Grand spectacle donc mais émaillé comme il se doit d’horripilantes touches de politiquement correct. On a ainsi le droit à des soldats noirs et indiens dans des régiments anglais ! On peut facilement reconstituer le petit discours doublement insultant qui va avec cette absurdité. Insultant pour le spectateur à qui on ne peut pas s’empêcher de faire la morale : les Noirs et les Indiens font partie de la grande nation britannique et eux aussi ils ont défendu la mère patrie, vivre ensemble…, bla bla bla…, multiculturalisme, rebla bla bla, en présupposant donc à la fois son ignorance et son racisme. Insultant pour les minorités mises en scène puisqu’on les présente au mépris de la vérité historique comme normalement intégrées dans l’armée britannique alors que les Noirs et des Indiens qui ont participé aux combats de la Première Guerre mondiale, appartenaient à des régiments coloniaux – souvent particulièrement maltraités – dans lesquels tous les hommes de troupe étaient Indiens ou Africains et que jamais, à l’époque, ils n’auraient été admis dans des régiments de soldats blancs.
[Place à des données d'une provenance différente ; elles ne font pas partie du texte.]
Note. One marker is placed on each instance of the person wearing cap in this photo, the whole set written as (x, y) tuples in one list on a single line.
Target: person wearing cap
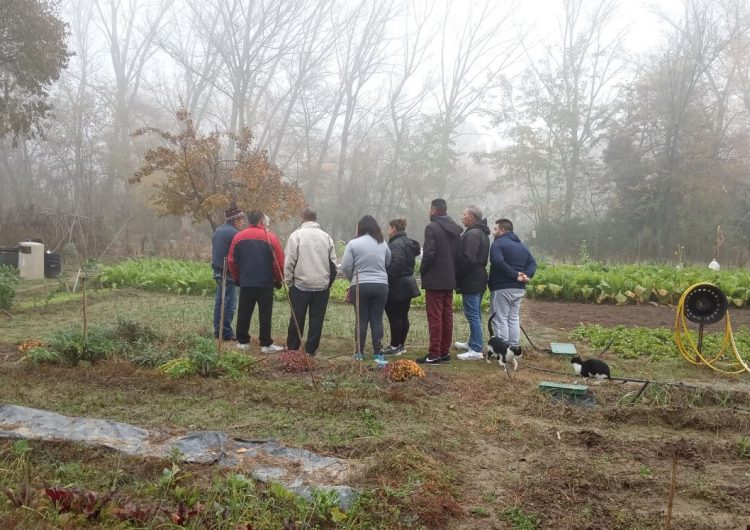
[(220, 243)]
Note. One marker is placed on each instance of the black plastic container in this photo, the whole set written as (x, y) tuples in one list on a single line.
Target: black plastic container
[(52, 264), (9, 256)]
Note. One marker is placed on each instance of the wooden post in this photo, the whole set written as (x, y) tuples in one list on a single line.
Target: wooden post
[(356, 313), (85, 316), (672, 484), (220, 338)]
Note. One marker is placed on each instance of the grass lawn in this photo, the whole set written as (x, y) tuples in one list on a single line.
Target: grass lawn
[(465, 447)]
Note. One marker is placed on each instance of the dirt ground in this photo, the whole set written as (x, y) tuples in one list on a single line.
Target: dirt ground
[(517, 458), (566, 316)]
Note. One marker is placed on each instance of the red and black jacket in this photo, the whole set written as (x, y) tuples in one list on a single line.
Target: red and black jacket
[(251, 258)]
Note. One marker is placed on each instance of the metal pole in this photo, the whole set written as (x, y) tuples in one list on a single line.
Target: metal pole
[(700, 344)]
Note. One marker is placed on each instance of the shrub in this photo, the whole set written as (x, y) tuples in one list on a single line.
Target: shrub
[(8, 282), (70, 345)]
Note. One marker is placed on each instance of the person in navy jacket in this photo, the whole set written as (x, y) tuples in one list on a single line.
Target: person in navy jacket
[(511, 267), (220, 243), (256, 264)]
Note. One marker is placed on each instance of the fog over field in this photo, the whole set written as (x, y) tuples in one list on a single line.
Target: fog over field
[(624, 124)]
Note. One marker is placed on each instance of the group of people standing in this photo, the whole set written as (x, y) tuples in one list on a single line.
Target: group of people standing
[(381, 275)]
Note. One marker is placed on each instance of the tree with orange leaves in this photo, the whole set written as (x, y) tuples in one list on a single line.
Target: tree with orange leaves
[(194, 180)]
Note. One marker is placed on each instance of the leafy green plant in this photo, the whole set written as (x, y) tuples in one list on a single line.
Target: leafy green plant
[(165, 275), (178, 368), (8, 282), (655, 343), (743, 446), (69, 344), (630, 284), (479, 511), (42, 355), (519, 519)]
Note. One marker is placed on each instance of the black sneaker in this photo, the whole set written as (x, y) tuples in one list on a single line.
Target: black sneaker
[(430, 360)]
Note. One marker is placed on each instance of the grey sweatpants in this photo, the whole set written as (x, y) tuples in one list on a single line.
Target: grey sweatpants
[(506, 306)]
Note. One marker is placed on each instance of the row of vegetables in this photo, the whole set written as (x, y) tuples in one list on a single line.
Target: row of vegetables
[(590, 283)]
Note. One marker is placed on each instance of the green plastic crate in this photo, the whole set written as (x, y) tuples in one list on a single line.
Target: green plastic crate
[(563, 348), (563, 388)]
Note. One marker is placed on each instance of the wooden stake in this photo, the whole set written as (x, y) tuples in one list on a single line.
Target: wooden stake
[(220, 338), (85, 316), (671, 492), (356, 312)]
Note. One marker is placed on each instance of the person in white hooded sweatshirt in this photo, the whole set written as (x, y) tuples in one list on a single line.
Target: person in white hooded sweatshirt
[(308, 273)]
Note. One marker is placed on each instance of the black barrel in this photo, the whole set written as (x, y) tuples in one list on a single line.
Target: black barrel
[(52, 264), (9, 256)]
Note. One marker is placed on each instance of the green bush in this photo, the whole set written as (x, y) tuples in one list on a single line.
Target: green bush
[(69, 344), (203, 359), (8, 282)]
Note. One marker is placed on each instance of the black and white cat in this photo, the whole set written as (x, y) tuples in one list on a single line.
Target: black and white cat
[(590, 368), (500, 349)]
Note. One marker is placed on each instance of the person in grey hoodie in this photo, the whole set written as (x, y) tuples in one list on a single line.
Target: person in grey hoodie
[(471, 278), (438, 271), (307, 271), (402, 286), (364, 264)]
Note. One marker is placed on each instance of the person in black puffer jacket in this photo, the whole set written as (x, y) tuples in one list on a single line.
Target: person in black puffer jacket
[(438, 271), (471, 278), (402, 286)]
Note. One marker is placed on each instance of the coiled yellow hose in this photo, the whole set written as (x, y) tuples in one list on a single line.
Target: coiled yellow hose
[(735, 364)]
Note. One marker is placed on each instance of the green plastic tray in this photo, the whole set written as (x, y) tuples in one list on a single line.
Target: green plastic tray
[(563, 348), (563, 388)]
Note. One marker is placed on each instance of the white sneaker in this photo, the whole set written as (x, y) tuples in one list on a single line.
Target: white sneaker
[(470, 355), (272, 348)]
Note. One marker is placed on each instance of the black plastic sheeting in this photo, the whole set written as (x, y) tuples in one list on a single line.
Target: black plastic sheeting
[(298, 470)]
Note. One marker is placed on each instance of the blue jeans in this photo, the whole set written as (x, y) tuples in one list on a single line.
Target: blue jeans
[(230, 303), (473, 313)]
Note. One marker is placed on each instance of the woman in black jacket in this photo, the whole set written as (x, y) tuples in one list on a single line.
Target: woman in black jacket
[(402, 286)]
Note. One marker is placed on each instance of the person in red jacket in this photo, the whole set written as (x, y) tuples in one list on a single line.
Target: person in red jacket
[(256, 262)]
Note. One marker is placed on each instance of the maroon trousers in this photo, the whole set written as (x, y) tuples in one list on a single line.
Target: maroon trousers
[(440, 321)]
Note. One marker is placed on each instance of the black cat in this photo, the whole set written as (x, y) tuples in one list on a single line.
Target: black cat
[(500, 349), (591, 368)]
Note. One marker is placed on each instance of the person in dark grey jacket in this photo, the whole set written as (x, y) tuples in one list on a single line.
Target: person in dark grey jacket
[(402, 286), (220, 243), (438, 271), (471, 278), (364, 264), (511, 268)]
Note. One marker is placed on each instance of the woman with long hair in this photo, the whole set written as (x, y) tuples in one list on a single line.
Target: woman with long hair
[(364, 264), (402, 286)]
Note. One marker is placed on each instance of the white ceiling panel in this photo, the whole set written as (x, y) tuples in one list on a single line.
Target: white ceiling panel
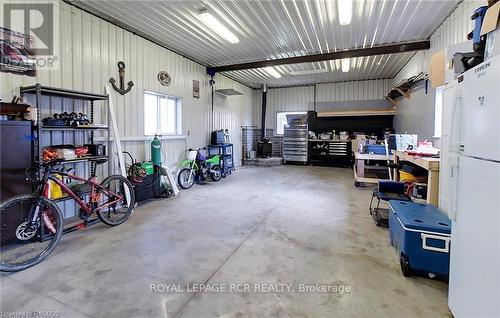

Pour le coup, les Anglais de l’époque étaient vraiment massivement racistes.
Pour ne pas spoiler, et par charité, je ne passe pas en revue l’accumulation d’énormités dont Sam Mendes prétend faire un scénario… Juste : quand on vient de se taper trois ans de tranchée, qu’on a fait la Somme, on ne demande pas à un ennemi de se taire en lui mettant gentiment la main sur la bouche. On lui plante vingt centimètres d’acier entre deux côtes.